Interesting observation: thank you for your diligence and I await clarification from the researchers. In my view, treatment of tropical diseases is important, but the number of people affected by Schistosoma
is far lower than those affected by malaria. Therefore, I devote more of my computing resources to malaria research.

The affirmation is correct. Our Project searching drugs for S. mansoni, because S. mansoni is endemic in Brazil. But drugs for S. mansoni is used for other schistosoma parasites.
Malaria is worse Neglected Tropical Diseases, but schistomose is the second.

That the need for discovery and development of drugs against schistosomiasis and food-borne trematodiasis is a pressing one is justified on the following grounds. Firstly, no vaccines are presently available for the prevention of these diseases and the tasks ahead and resources required for developing effective vaccines are substantial.

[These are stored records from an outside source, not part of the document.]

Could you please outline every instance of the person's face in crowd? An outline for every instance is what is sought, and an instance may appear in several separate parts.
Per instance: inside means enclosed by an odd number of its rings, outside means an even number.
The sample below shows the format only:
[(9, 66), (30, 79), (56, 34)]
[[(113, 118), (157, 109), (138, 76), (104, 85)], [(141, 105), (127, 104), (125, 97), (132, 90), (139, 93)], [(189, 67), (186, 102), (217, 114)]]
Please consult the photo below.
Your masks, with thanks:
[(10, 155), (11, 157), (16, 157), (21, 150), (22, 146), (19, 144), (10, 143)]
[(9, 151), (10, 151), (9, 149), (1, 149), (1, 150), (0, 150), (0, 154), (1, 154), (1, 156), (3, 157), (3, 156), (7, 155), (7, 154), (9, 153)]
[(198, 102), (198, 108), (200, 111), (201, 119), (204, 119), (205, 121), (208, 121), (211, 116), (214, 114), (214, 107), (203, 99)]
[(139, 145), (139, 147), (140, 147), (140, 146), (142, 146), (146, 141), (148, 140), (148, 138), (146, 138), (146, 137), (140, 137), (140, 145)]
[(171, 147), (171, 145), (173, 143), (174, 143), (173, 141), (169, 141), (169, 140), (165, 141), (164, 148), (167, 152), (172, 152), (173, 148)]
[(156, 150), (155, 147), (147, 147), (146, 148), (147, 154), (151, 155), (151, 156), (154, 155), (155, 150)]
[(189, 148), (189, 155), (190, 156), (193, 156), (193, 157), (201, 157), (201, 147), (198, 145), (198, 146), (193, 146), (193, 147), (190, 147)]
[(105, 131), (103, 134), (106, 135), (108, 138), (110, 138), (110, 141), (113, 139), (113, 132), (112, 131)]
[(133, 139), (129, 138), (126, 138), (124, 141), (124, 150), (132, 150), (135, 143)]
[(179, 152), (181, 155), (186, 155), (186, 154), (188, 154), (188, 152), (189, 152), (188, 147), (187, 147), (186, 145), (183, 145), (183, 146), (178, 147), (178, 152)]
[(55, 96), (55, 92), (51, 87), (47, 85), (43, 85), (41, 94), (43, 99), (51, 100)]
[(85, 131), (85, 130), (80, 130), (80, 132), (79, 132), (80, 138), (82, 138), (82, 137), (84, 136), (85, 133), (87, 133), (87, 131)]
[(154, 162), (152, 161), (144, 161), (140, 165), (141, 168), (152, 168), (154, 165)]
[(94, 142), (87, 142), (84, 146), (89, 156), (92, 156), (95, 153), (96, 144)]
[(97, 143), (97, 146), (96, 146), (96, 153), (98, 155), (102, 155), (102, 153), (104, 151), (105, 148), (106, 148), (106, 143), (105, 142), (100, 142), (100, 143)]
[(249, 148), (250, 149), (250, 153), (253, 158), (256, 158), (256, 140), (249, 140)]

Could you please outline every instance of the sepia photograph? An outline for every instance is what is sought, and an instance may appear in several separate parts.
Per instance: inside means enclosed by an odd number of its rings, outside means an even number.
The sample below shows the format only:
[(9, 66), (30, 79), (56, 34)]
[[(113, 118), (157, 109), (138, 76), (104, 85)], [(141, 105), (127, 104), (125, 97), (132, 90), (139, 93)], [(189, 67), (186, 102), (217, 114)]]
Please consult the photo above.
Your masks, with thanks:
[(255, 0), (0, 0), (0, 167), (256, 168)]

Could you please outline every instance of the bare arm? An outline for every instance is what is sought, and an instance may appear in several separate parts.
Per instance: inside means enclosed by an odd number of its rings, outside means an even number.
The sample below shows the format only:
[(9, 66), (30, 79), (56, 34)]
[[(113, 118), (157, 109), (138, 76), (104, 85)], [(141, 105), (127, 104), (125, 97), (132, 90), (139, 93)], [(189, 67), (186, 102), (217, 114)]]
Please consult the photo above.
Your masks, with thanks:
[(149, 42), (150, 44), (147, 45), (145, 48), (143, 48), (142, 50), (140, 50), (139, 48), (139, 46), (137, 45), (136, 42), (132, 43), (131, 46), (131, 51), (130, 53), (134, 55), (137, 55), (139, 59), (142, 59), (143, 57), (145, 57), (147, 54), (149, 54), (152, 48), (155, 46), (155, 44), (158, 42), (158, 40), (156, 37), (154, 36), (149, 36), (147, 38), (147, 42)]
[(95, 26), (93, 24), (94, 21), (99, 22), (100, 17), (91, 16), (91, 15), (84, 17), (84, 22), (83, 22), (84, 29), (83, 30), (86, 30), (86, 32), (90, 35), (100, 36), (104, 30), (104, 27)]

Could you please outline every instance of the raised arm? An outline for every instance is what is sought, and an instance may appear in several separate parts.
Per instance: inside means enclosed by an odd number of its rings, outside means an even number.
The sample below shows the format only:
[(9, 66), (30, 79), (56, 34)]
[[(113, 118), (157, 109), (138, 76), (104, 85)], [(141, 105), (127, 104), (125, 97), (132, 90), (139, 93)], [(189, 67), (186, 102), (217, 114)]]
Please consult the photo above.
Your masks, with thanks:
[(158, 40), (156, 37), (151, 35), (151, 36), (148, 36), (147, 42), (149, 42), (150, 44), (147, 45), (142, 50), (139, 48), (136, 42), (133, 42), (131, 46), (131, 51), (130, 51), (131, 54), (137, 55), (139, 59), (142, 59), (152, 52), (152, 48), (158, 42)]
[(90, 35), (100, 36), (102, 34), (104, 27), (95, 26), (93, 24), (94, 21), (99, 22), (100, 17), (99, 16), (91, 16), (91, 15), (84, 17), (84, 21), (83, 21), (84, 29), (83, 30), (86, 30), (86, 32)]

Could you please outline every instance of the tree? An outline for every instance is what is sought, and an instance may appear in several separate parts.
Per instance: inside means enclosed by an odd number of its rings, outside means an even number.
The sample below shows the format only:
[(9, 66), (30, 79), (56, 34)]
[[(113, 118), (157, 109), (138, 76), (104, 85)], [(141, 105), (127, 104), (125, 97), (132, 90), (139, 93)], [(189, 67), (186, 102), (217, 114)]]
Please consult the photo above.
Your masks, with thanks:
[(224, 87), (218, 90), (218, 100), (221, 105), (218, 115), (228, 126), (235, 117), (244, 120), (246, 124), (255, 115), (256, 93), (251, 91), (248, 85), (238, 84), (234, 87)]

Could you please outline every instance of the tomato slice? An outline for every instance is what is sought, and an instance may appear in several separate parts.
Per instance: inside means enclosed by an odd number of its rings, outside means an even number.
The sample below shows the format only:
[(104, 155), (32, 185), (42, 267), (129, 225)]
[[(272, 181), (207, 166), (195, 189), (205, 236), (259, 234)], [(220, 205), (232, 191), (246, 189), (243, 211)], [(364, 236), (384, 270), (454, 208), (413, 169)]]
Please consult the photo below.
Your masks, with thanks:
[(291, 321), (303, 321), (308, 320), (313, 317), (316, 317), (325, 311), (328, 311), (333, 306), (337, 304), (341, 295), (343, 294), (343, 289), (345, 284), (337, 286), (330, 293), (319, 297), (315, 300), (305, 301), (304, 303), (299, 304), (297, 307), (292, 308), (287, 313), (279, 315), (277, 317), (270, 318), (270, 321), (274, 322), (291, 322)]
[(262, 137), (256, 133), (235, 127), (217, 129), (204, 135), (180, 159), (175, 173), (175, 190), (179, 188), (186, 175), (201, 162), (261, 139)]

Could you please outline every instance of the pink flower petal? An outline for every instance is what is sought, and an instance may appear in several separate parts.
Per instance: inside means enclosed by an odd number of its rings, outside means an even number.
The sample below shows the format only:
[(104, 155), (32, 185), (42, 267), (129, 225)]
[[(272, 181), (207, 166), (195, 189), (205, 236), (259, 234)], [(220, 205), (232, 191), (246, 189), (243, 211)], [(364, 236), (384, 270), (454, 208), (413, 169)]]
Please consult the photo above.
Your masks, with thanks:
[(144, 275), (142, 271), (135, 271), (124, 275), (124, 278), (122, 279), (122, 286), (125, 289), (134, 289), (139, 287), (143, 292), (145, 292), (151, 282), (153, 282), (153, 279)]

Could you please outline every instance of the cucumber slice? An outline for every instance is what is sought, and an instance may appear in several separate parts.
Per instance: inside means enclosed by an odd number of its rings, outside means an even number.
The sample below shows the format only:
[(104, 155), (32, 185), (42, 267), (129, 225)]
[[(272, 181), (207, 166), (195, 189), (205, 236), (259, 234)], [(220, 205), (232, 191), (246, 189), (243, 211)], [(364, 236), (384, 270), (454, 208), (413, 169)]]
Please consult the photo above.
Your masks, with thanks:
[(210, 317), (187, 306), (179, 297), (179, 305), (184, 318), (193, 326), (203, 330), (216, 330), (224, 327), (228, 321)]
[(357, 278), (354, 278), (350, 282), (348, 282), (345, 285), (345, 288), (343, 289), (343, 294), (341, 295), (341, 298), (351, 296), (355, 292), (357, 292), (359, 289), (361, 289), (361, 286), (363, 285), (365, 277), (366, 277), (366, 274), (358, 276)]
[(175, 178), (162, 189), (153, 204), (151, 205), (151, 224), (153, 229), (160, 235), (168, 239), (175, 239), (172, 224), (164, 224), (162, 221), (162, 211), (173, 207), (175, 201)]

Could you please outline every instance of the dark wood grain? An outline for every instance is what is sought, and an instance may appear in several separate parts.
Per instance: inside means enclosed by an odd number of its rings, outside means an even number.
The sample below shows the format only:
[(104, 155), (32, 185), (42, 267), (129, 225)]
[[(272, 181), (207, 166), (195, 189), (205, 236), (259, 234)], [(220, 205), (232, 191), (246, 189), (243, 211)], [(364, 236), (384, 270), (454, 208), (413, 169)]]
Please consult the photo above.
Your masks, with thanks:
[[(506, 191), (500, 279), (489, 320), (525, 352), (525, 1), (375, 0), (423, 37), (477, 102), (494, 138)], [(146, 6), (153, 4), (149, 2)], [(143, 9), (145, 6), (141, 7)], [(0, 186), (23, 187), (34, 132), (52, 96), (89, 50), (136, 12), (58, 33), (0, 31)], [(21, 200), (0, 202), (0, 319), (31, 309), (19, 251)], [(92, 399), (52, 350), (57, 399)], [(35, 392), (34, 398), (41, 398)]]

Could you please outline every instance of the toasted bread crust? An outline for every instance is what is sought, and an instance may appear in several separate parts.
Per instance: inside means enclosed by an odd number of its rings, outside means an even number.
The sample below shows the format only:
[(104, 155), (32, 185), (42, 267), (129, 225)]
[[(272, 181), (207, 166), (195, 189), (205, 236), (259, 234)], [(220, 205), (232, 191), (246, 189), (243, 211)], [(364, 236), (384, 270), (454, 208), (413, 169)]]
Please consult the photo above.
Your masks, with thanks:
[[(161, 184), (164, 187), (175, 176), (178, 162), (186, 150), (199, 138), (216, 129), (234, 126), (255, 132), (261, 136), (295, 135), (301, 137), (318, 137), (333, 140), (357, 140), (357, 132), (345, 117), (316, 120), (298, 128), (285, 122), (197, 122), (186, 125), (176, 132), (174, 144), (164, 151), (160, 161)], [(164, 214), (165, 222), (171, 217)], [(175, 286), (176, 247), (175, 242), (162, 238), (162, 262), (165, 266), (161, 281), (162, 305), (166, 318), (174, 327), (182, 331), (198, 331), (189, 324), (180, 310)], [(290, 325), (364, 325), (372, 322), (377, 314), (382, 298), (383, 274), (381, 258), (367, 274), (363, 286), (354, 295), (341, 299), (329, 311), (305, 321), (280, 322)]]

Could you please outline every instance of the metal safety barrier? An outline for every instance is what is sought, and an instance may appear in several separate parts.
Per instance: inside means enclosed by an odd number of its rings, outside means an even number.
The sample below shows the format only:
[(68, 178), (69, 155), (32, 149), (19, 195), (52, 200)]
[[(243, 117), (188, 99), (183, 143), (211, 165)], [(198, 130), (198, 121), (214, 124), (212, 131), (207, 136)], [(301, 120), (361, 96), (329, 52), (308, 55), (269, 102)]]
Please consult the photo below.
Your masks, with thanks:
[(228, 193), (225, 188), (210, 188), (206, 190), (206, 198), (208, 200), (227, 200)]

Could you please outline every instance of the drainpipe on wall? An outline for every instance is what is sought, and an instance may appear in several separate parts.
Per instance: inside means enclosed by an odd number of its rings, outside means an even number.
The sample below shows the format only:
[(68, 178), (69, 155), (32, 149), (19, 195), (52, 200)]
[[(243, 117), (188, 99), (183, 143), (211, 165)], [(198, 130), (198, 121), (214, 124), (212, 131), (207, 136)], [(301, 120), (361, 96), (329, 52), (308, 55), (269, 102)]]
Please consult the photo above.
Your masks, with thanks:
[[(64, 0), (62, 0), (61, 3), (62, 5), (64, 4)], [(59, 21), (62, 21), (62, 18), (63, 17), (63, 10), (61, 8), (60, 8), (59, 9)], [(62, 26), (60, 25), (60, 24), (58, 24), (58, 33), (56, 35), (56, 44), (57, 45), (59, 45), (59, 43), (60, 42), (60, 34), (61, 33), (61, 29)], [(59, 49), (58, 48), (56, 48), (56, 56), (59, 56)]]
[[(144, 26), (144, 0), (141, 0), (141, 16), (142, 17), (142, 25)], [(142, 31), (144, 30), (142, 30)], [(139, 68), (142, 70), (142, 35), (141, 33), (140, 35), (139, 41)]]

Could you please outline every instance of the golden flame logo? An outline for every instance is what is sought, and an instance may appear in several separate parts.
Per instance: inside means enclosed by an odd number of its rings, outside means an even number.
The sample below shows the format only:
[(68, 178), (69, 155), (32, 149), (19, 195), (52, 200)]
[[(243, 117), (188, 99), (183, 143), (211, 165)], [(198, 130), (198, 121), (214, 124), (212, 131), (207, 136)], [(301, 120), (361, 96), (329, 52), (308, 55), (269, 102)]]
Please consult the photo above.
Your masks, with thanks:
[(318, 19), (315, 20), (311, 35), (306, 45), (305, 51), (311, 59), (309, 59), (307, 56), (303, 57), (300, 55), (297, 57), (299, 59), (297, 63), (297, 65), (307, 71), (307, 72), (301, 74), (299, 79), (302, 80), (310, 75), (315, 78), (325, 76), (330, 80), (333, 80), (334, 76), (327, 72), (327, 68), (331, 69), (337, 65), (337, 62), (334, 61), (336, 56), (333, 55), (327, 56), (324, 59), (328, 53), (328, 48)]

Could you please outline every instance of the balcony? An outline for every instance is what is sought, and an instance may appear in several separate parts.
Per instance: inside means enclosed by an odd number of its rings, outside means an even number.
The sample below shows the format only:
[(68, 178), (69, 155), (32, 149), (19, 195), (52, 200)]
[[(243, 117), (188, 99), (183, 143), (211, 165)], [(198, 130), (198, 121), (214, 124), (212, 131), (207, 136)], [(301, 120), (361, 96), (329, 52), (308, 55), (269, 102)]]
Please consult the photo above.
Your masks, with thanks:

Secondly, there are operational challenges and resource constraints regarding the implementation of other preventive measures such as access to clean water and adequate sanitation. Thirdly, changing human behaviour (e.g., avoiding water contact to prevent schistosome transmission and properly cooking aquatic products to avoid food-borne trematode infections) is difficult. Hence, the use of safe and efficacious drugs is the key strategy for individual treatment and community-based morbidity control of schistosomiasis and food-borne trematodiasis.
At present, however, few drugs are available for the treatment and control of trematode infections. In the case of schistosomiasis, praziquantel is virtually the only drug left to treat infected patients and, thus, prevent morbidity.

Currently, oxaminiquine and praziquantel are the drugs used for the treatment of schistosomiasis, yet both have limitations such as low efficacy in the treatment of acute schistosomiasis, low activity on S. mansoni in the immature and treatments fail due to the occurrence of resistance or tolerance.

Thanks again for you help.

OT: misled is correct. Per American Heritage Dictionary:

mis·led (ms-ld)
v.
Past tense and past participle of mislead.

Cheers

Hi Matt,

Most infections are caused by Schistosoma mansoni, S. haematobium or S. japonicum, with two other species (S. intercalatum and S. mekongi) contributing less to the case load.
Current treatment is based mainly on a single drug, praziquantel, which was introduced over 25 years ago. Praziquantel is safe, well tolerated and effective as a single-dose treatment. However, treatment failures have been reported, and it is likely that increasing resistance of parasites to the drug accounts for some of these cases.
Oxamniquine can be used as an alternative anti-schistosomal drug, but it is not effective against S. haematobium. Repeated infection induces some degree of immunity to the parasite in humans, so na effective vaccine could offer a promising alternative to chemotherapy or be used in conjunction with it,36 but so far no such vaccine is available.

The search for potential drug targets has been facilitated and stimulated by the availability of the genome sequence for two schistosomes (Berriman et al. 2009, The Schistosoma japonicum Genome Sequencing and Functional Analysis Consortium 2009). The search for schistosome-specific molecules in vital pathways would in theory permit the development of drugs with no adverse effect on the host.

The drug has a significant action against taenia¬sis, cysticercosis and different species of Schistosoma including: hematobium, mansoni, japonicum, mecongi and intercalatum, as shown in preliminary studies by Davis and Wegner (1979), Ishisaki et al. (1979) and Katz et al. (1979), among others. It has been commercialised in Brazil by Merck under the names Cestox® and Cisticid® and under the generic name Praziquantel.